In the world, women of any age feel less secure than men; Perceived levels of insecurity vary from region to region, from country to country, and from community to community, but in general the perception is of greater insecurity (Gallup Poll 2018). This perception is not gratuitous.

How to feel safe in a country where in a single year more than 104 thousand girls and adolescents between the ages of 10 and 18 become pregnant (Osar / 2020)? How to feel safe in a family and, therefore, in a society in which they are raped and forced to forced pregnancies and imposed maternity hospitals that interrupt their own development? How could they feel safe if their teachers, bosses, and fellow students harass them in colleges, universities, and offices? How to walk safely in these streets where they are kidnapped, “put a hand”, harassed or locked up? Safe, in a country where they are burned alive in a State protection home? If they were safe they would not leave Guatemala.

I have always wondered how much social violence stems from violent experiences in childhood or from maternity wards that are carried out with contained rage. And how do we lift Guatemala up when the furthest from education and health are still girls, adolescents and women? And it affects, above all, the racialized bodies of indigenous girls, adolescents and women, much further removed from equal access to development opportunities, in a racist country. On the other hand, only from January to September the MP numbers documented 1,530 missing girls, adolescents and women; from 2000 to 2020 there were 12,830 violent deaths of women and femicides (GGM).

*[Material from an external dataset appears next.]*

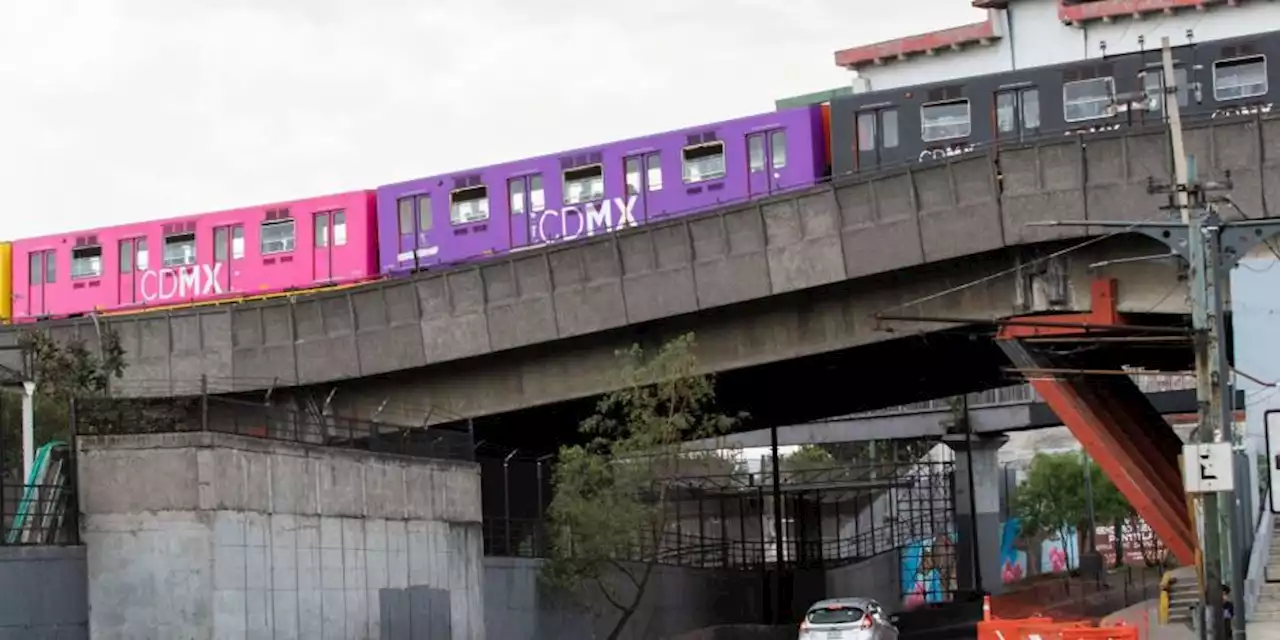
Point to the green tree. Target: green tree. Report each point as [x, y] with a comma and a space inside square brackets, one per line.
[62, 370]
[1051, 501]
[611, 497]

And it is the MP that also points out that of the 3,543 victims registered for the crimes of sexual assault in 2019, 87% were girls, adolescents and women.

On the other hand, violence against girls and women affects not only the direct victims, but many indirect ones. They are exemplary practices and mechanisms of oppression that are learned in society. Others learn by seeing or experiencing this violence up close, regardless of whether it is physical, psychological, verbal, emotional, symbolic or economic; If the older sister is raped by the assailant in the house, the younger one hopes to be next; If the mother is beaten and the father frightens her, the daughters and sons experience terror with her and later replicate the violence in their own lives; If thousands of girls become pregnant as a result of rape, thousands of families and communities will rise up over an act of power and terror. If the entire society is silent about this, which is not normal, an entire society will suffer the consequences of rising up on so much violence.

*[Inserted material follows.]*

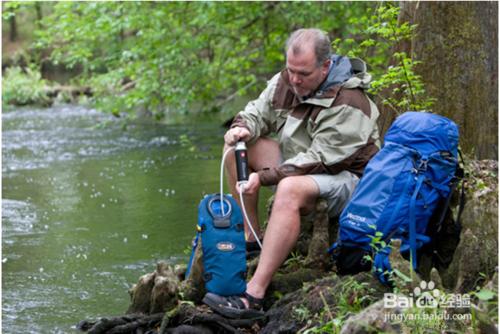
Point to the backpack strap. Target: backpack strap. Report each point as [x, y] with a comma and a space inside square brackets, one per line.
[193, 251]
[412, 223]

Girls must be listened to, cared for, loved, and treated well. For many people this sounds like an exaggeration; for me it is the certainty that you have to say it a million more times and act accordingly. It is time to offer them safe, protective and healthy environments that go hand in hand with education, health and deep respect for their humanity. It is no longer the time for Lolitas in the movies or for unhappy child-wives. Girls are touched by joy, knowledge and respect for their humanity based on a comprehensive strategy of care, justice and care.

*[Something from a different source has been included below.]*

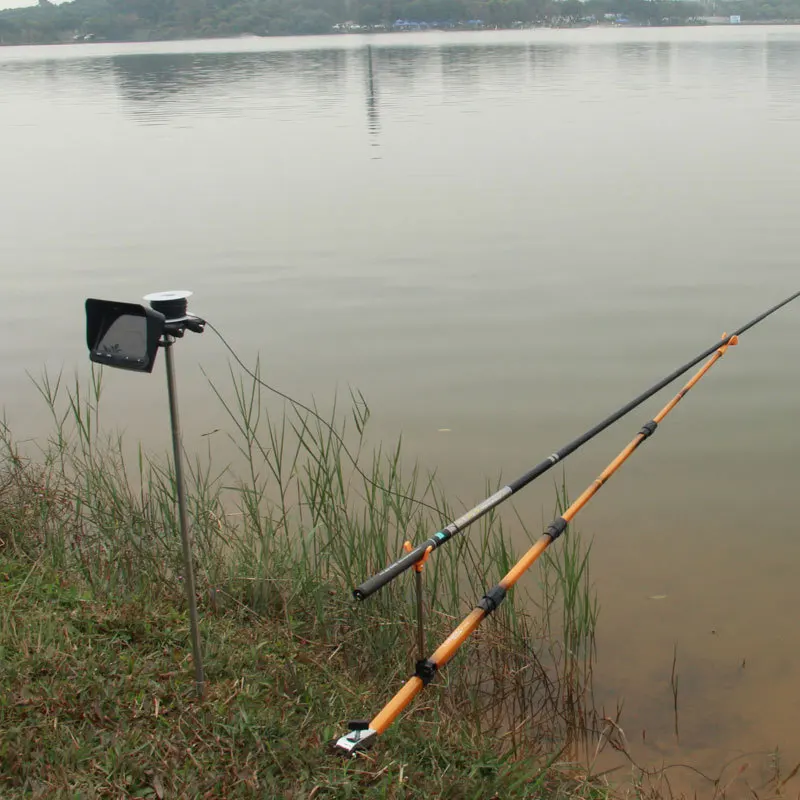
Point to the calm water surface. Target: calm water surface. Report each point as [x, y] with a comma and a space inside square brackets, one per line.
[505, 235]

Recently, the government of Canada, within the framework of the MIRPS, through its minister Sean Fraser, announced a new initiative to empower and protect the girls of Guatemala, El Salvador and Honduras. The commitment is for 4 years and US $ 10 million, which IOM and UNHCR will be in charge of redirecting for the benefit, above all, of those affected by irregular migration and forced displacement. News like this is good.

They are in the center of a reimagined country and I am not their voice, because I have to accompany them but not represent them, as an expert voice recently said. That is part of the challenge: they at the center of policies, budgets, laws, our culture and development.